Filter excel files by sheetnames
Show older comments
Hi, I am trying to filter out excel files by checking whether it has a sheet named "Cooking_is_fun" within the excel.
This is the code I have been working on.
function hassheet = CheckForWorksheet(filepath, filelist, sheetname)
hassheet = false(size(filelist));
excel = actxserver('Excel.Application');
cleanupobj = onCleanup(@() excel.Quit);
for fileidx = 1:numel(filelist)
workbook = excel.Workbooks.Open(filepath{fileidx}, false, true);
sheetnames = arrayfun(@(i) workbook.Sheets.Item(i).Name, 1:workbook.Sheets.Count, 'UniformOutput', false);
if ismember(sheetname, sheetnames)
hassheet(fileidx) = true;
end
end
end
%now call the function, note that data is a pre-existing structure array that I have.
filepath = {data.AllExcelPath};
filelist = {data.AllExcel};
hassheet = CheckForWorksheet(SubFolder, filelist, 'Cooking_is_fun');
wantedExcel = filelist(hassheet);
However, this kept on giving me errors such as:
Cell contents reference from a non-cell array object.

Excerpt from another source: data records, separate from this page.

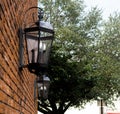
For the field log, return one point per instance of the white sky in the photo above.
(108, 7)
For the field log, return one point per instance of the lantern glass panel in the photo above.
(32, 47)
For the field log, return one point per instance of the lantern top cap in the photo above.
(45, 25)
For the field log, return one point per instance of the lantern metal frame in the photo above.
(35, 27)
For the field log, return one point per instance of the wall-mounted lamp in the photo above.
(43, 84)
(38, 37)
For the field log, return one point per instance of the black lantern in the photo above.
(38, 37)
(43, 83)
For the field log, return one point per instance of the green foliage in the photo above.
(84, 63)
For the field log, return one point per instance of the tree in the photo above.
(79, 69)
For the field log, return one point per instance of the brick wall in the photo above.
(16, 88)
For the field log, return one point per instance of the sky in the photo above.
(108, 7)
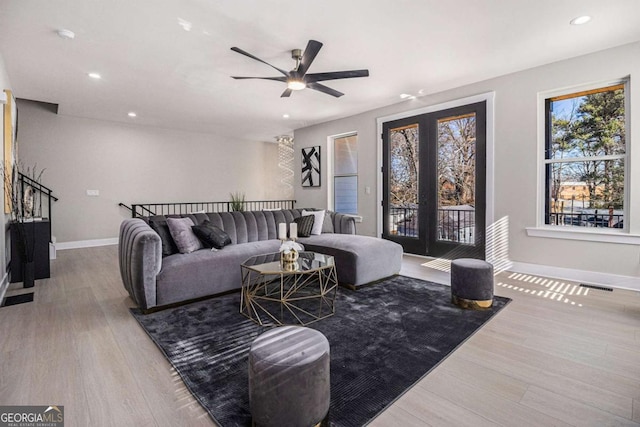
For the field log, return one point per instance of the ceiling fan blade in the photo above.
(318, 77)
(278, 79)
(324, 89)
(242, 52)
(286, 93)
(310, 52)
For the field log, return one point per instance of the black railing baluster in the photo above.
(147, 209)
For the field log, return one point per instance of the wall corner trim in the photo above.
(86, 243)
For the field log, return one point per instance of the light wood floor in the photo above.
(552, 357)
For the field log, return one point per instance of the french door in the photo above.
(434, 182)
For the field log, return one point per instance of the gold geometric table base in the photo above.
(296, 297)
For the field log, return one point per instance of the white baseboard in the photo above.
(4, 285)
(86, 243)
(583, 276)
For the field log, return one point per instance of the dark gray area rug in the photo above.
(384, 338)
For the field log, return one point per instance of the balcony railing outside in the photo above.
(454, 224)
(587, 219)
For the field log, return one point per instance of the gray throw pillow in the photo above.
(168, 245)
(183, 235)
(211, 235)
(305, 225)
(327, 225)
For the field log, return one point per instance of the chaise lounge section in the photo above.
(154, 281)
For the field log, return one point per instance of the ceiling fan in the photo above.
(298, 79)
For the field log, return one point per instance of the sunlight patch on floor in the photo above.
(553, 290)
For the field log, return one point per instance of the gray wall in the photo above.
(516, 151)
(4, 247)
(135, 164)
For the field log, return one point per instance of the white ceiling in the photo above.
(181, 79)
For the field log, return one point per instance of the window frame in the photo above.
(332, 153)
(542, 229)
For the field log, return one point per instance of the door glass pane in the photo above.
(403, 181)
(346, 194)
(456, 178)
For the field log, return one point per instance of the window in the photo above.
(586, 158)
(345, 174)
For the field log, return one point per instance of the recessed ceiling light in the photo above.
(580, 20)
(66, 34)
(186, 25)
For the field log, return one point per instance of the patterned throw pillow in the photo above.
(211, 235)
(183, 235)
(317, 223)
(168, 245)
(327, 225)
(305, 225)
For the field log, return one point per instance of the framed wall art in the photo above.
(311, 166)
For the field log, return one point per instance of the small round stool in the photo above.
(471, 283)
(289, 377)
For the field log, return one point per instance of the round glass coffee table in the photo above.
(285, 293)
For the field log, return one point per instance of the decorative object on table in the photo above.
(289, 248)
(237, 201)
(401, 327)
(288, 292)
(311, 166)
(22, 216)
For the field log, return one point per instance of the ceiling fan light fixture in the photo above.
(296, 84)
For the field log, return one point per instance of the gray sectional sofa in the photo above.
(155, 281)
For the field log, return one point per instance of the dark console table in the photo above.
(42, 231)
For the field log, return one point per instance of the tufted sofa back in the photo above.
(252, 226)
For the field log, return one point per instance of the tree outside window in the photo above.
(585, 158)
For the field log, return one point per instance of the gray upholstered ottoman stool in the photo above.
(471, 283)
(289, 377)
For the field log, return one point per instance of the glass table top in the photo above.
(272, 264)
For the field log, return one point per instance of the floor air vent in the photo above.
(600, 288)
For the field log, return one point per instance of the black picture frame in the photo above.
(311, 169)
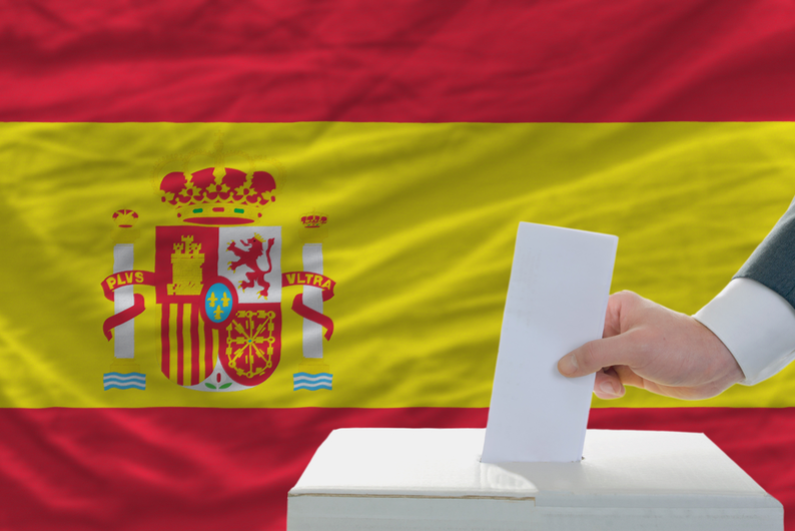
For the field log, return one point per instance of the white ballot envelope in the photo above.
(557, 298)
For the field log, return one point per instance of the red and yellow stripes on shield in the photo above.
(190, 348)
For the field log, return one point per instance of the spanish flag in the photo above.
(228, 229)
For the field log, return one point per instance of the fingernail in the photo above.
(568, 365)
(608, 388)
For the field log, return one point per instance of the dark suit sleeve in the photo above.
(773, 262)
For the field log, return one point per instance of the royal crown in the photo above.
(125, 219)
(313, 221)
(218, 196)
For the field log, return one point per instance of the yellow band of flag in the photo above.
(419, 240)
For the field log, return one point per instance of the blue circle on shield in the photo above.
(218, 302)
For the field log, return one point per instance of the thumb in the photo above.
(598, 354)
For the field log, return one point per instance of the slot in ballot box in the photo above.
(426, 479)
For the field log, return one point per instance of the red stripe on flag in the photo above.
(194, 344)
(165, 341)
(417, 61)
(180, 345)
(159, 468)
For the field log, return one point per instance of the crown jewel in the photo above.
(218, 196)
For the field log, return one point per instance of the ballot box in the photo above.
(423, 479)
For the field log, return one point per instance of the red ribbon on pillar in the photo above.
(119, 280)
(302, 278)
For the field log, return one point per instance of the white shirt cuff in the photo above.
(756, 324)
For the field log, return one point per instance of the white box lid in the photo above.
(619, 469)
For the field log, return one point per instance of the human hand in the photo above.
(649, 346)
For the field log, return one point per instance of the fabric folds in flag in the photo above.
(228, 230)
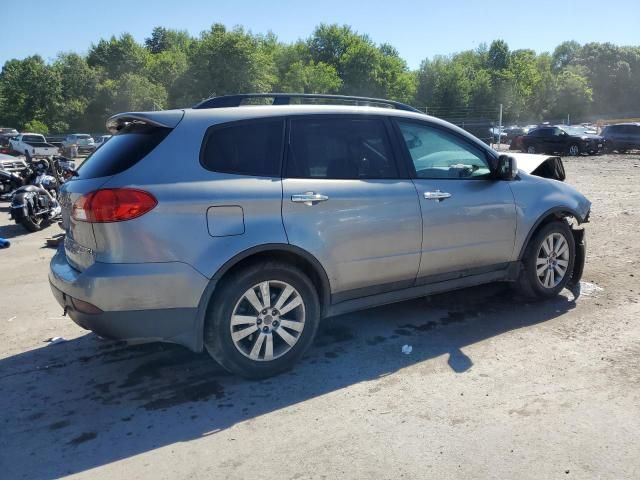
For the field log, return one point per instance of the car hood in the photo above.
(547, 166)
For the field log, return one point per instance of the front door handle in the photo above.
(437, 195)
(309, 198)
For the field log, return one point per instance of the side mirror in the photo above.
(507, 168)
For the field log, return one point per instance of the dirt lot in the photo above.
(493, 388)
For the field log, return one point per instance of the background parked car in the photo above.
(84, 141)
(8, 132)
(32, 145)
(622, 137)
(565, 140)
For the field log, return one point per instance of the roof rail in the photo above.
(285, 99)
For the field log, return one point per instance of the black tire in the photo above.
(217, 331)
(528, 283)
(32, 224)
(577, 150)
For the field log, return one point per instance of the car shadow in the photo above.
(77, 405)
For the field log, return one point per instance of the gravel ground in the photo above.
(493, 388)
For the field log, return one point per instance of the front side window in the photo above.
(340, 148)
(439, 154)
(245, 148)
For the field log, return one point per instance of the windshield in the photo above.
(574, 130)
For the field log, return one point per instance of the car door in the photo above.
(468, 218)
(345, 202)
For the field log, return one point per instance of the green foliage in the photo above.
(36, 126)
(171, 69)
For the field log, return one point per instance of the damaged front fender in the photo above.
(546, 166)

Error in Open_Excel_Files_All/CheckForWorksheet
workbook = excel.Workbooks.Open(filepath{fileidx}, false, true);
Error in Open_Excel_Files_All
hassheet = CheckForWorksheet(SubFolder, filelist,'Cooking_is_fun');
My goal is to:
be able to write the function and call the function in the same script, so that when I send the code to someone they don't have to run a function and a m-file separately.
be able to extract wanted excel files based on whether it contain a sheet named "Cooking_is_fun".
I am fairly new to matlab and am still confused with many basic concepts. Please advice me with any tips/guide.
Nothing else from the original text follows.